8(1)       Sont déductibles dans le calcul du revenu d'un contribuable tiré, pour une année d'imposition, d'une charge ou d'un emploi ceux des éléments suivants qui se rapportent entièrement à cette source de revenus, ou la partie des éléments suivants qu'il est raisonnable de considérer comme s'y rapportant :

a)          [...]

h.1)       dans le cas où le contribuable, au cours de l'année, a été habituellement tenu d'accomplir les fonctions de son emploi ailleurs qu'au lieu d'affaires de son employeur ou à différents endroits et a été tenu, aux termes de son contrat d'emploi, d'acquitter les frais afférents à un véhicule à moteur qu'il a engagés dans l'accomplissement des fonctions de sa charge ou de son emploi, les sommes qu'il a dépensées au cours de l'année au titre des frais afférents à un véhicule à moteur pour se déplacer dans l'exercice des fonctions de son emploi, sauf s'il a, selon le cas:

(i)          reçu une allocation pour frais afférents à un véhicule à moteur qui, par l'effet de l'alinéa 6(1)b), n'est pas incluse dans le calcul de son revenu pour l'année,

(ii)         demandé une déduction pour l'année en application de l'alinéa f);

248(1) Les définitions qui suivent s'appliquent à la présente loi.

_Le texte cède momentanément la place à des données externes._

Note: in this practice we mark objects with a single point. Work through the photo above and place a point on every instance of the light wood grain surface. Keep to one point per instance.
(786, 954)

« employé » Sont compris parmi les employés les cadres ou fonctionnaires.

« charge » Poste qu'occupe un particulier et qui lui donne droit à un traitement ou à une rémunération fixes ou vérifiables, y compris une charge judiciaire, la charge de ministre de la Couronne, la charge de membre du Sénat ou de la Chambre des communes du Canada, de membre d'une assemblée législative ou de membre d'un conseil législatif ou exécutif et toute autre charge dont le titulaire est élu au suffrage universel ou bien choisi ou nommé à titre représentatif, et comprend aussi le poste d'administrateur de société; « fonctionnaire » ou « cadre » s'entend de la personne qui détient une charge de ce genre, y compris un conseiller municipal et un commissaire d'école.



[1]               Cour d'appel fédérale, no A-352-91, 5 janvier 1994, (94 DTC 6193 (FCA)), juge Heald,

          à la page 7.

[2]           Stewart c. Canada, 2002 CSC 46, paragraphes 50-54.